The Court further explained that one of the underlying purposes of copyright protection is to ensure that “easily reproducible work is protected” and “individuals are incentivized to undertake the effort of creating original works.” To carry out that function, “the Copyright Office has authority to establish regulations to implement the Copyright Act.” And, the Copyright Office’s regulations require that any registered works are authored by a human.
The Court of Appeal Rejects Dr. Thaler’s Statutory Construction and Policy Arguments
The Court also rejected Dr. Thaler’s arguments against the human-authorship requirement. While he cited a dictionary definition of “author” as “one that originates or creates something” to argue that human authorship is not a requirement of the Copyright Act, the Court countered that “statutory construction requires more than just finding a sympathetic dictionary definition.” The Court stressed that the key task “is to discern how Congress used a word in the law.” In response to Dr. Thaler’s argument that the Copyright Act’s work-for-hire provisions contemplate non-human authors, such as corporations and governments, the Court noted that the provision states that such entities are “consider[ed] the author[s] for purposes of [that] title,” not that they are authors within the meaning of the Copyright Act.
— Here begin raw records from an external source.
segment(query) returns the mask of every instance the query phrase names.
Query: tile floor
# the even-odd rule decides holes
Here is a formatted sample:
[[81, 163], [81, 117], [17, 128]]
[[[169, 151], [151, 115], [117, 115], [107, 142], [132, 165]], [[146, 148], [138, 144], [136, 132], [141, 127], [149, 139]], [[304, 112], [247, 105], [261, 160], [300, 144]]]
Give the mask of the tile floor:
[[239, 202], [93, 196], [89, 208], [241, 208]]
The Court was careful to clarify that “the human authorship requirement does not prohibit copyrighting work made by or with the assistance of artificial intelligence.” In those cases, the question becomes a matter of assessing the degree of human authorship involved. But the Court held that “line-drawing disagreements over how much artificial intelligence contributed to a particular human author’s work are neither here nor there in this case,” because the fact that Dr. Thaler listed the Creativity Machine as the sole author of the work was dispositive.
Finally, the Court rejected Dr. Thaler’s policy argument that the human-authorship requirement frustrates creativity, concluding that “even if the human authorship requirement were at some point to stymy the creation of original work, that would be a policy argument for Congress to address.”
One other point: because the Court relied on statutory construction, it declined to consider the Copyright Office’s argument that the Constitution’s copyright clause requires human authorship.
Key Takeaways
In the end, the Court’s ruling is consistent with longstanding law, reaffirming that works exclusively created by AI are ineligible for copyright protection. While this opinion ultimately leaves more nuanced “line-drawing” questions for another day, authors of AI-generated works are likely to continue to register their works with the Copyright Office and engage in legal fights to determine just where those lines fall.
Mitchell Silberberg & Knupp LLP will continue to watch litigation in this area as it develops.